The training time and hardware are listed in

Table 2. Training time in PINNs and CFD.

Hardware	CFD	PINNs
Intel i9-10940X 3.3 Ghz (CPU)	2 min	16 h
Nvidia Tesla P100-16 GB (GPU)	/	1.5 h

. The inference time for the PINN to predict the velocity and pressure across all sample points in the domain is 0.07 s. It should be noted that deep learning processes are typically performed on a GPU, while CFD simulations are usually conducted on a CPU. Although this does not constitute a direct comparison, the time efficiency of PINNs remains unrivaled by CFD, even when trained on a GPU. However, one positive aspect to consider is that PINNs do not require a computation grid, eliminating the often time-consuming task of generating a fine mesh that is required in many real-world applications.

4. Conclusions

A physics-informed neural network to solve steady-state, 2D incompressible Navier–Stokes is proposed.
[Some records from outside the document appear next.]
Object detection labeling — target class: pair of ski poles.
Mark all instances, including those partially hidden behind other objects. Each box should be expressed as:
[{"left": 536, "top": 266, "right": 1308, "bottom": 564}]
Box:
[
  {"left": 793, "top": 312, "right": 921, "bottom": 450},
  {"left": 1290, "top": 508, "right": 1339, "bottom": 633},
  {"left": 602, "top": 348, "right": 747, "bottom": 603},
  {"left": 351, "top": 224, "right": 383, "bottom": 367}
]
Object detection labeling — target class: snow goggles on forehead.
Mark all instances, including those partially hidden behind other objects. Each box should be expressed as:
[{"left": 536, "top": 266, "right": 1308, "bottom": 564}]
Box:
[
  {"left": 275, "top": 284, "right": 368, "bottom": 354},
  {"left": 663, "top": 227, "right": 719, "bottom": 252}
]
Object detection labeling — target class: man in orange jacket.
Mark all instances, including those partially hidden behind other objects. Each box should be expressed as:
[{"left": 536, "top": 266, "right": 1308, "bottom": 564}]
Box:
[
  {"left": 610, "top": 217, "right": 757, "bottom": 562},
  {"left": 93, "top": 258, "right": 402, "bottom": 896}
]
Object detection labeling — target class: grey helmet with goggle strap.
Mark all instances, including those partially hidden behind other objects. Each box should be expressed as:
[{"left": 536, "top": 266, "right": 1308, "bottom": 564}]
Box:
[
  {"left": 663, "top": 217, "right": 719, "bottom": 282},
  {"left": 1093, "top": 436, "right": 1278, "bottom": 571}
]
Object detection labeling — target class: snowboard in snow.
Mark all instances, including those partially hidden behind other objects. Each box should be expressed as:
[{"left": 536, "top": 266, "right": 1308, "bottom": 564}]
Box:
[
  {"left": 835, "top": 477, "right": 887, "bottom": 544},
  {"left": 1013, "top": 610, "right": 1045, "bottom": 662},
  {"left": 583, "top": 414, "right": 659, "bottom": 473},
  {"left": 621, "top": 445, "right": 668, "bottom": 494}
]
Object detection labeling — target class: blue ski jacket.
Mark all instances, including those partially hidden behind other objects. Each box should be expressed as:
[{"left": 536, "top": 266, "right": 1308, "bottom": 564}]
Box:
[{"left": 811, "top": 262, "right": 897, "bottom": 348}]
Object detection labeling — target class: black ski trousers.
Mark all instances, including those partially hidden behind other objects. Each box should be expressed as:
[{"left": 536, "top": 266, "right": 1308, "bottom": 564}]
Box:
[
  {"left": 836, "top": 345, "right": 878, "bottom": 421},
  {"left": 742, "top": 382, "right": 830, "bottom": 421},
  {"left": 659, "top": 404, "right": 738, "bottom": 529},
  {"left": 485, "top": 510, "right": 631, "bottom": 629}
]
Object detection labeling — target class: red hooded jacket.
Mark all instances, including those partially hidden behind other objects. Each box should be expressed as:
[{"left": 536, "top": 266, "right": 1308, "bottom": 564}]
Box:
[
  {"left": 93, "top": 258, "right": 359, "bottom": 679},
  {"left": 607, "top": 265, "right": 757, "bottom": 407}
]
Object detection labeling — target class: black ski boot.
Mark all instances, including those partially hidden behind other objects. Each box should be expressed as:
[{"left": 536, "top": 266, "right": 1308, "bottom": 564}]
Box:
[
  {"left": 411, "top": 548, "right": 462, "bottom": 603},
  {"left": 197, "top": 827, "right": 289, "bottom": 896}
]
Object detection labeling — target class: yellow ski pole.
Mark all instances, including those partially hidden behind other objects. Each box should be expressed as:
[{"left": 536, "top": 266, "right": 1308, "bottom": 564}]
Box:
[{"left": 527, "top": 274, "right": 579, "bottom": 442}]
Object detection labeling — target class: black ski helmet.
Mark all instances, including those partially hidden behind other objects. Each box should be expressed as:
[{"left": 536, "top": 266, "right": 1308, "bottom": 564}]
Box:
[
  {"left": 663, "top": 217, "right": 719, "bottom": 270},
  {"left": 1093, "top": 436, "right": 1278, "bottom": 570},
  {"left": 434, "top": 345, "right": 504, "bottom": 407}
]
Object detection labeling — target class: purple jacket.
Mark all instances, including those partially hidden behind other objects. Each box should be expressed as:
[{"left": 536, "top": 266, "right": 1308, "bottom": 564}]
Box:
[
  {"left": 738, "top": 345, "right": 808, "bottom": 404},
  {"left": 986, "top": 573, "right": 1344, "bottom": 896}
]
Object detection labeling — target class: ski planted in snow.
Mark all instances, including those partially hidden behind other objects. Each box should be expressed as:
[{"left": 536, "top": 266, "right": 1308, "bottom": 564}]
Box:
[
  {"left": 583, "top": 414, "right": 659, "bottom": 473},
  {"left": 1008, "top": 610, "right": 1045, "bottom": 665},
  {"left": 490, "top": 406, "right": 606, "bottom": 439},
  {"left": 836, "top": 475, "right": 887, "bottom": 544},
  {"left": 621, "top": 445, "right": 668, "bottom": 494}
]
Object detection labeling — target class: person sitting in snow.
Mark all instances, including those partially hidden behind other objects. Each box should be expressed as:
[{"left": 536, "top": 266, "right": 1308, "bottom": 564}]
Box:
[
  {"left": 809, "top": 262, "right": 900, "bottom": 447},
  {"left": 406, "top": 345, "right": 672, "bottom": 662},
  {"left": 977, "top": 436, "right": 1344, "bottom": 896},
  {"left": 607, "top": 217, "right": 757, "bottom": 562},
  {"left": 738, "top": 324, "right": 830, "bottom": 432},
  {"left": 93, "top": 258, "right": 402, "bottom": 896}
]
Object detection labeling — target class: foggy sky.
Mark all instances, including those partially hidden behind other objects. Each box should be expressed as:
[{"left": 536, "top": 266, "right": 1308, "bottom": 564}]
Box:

The framework has been tested on flows passing around a circular and elliptical particle at Re numbers. The PINNs effectively capture most flow features, with the error in the predicted drag coefficient being less than 10% in all cases compared to CFD results. It should be noted that the current PINN framework is not intended to replace traditional CFD methods, as it exhibits a longer training time and lower accuracy. However, it serves as a proof of concept, presenting a novel approach to solving Navier–Stokes equations. Future work will focus on enhancing the enforcement of boundary conditions and reducing training time. In addition, future work will utilize the generalization capabilities of neural networks by incorporating different boundary conditions into training as a parameter so that the PINN framework can predict the flow field with different boundary conditions.